Jollydays, just a few miles East of York isn’t the only such outfit in the country but it stands out as one of the best thanks to the high standard of its facilities. The kids absolutely loved it and, more importantly, so did we! Our belltent was pitched on a wooden decking platform which also had a cute shed/pantry/kitchen for food preparation and cooking. Importantly the ‘kitchen’, the picnic table eating area , the BBQ and the entrance of the tent were all underneath a vast awning so it was easy to stay dry and mud free. Inside the tent was very tastefully decked out with home made bunting, cushions and two sofa beds – everything required for a comfy stay. In the ‘corner’ furthest from the door was a tiny woodburning stove whose chimney neatly passed through the fabric of the tent. I was surprised by just how much heat that little thing chucked out. In a single skinned tent, in winter, we had to open the door regularly to let some of the heat out. Proper toasty.

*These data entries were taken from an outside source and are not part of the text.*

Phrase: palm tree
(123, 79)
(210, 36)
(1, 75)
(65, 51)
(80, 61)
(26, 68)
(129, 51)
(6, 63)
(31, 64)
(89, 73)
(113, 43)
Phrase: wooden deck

There’s not an awful lot to do there – it’s a million miles from Centre Parcs – but the kids had no trouble finding things to do in the woods. Building dens appeared to be the number one children’s activity judging by the .. um .. sheer number of dens.
The day after our arrival we all pedaled down to the village shop on our bikes to stock up on fodder for the evening BBQ. An easy and safe ride for the children. And that was about the sum total of our adventure. No great exitement, just a really relaxing couple of days in a comfortable and peaceful environment. ‘All the great things you like about camping, but without the wet socks’? Or ‘easy camping for wimps’?
Whatever it is I’m all for it.
nb. Jollydays doesn’t appear in the usual cycling organisation campsite guides because there are, as yet, no officially recognised cycle security facilities installed on site. No ‘Sheffield’ stands or ground anchors. And so, in their book, it doesn’t qualify as ‘cycle friendly’. We locked all our bikes together the first night and didn’t bother thereafter. Since it is very far from any hotbeds of cycle theft we were quite satisfied that cycle theft was not an issue. Big chunks of steel cycle security would look a bit out of place don’t you think?
There are, of course, plenty of trees.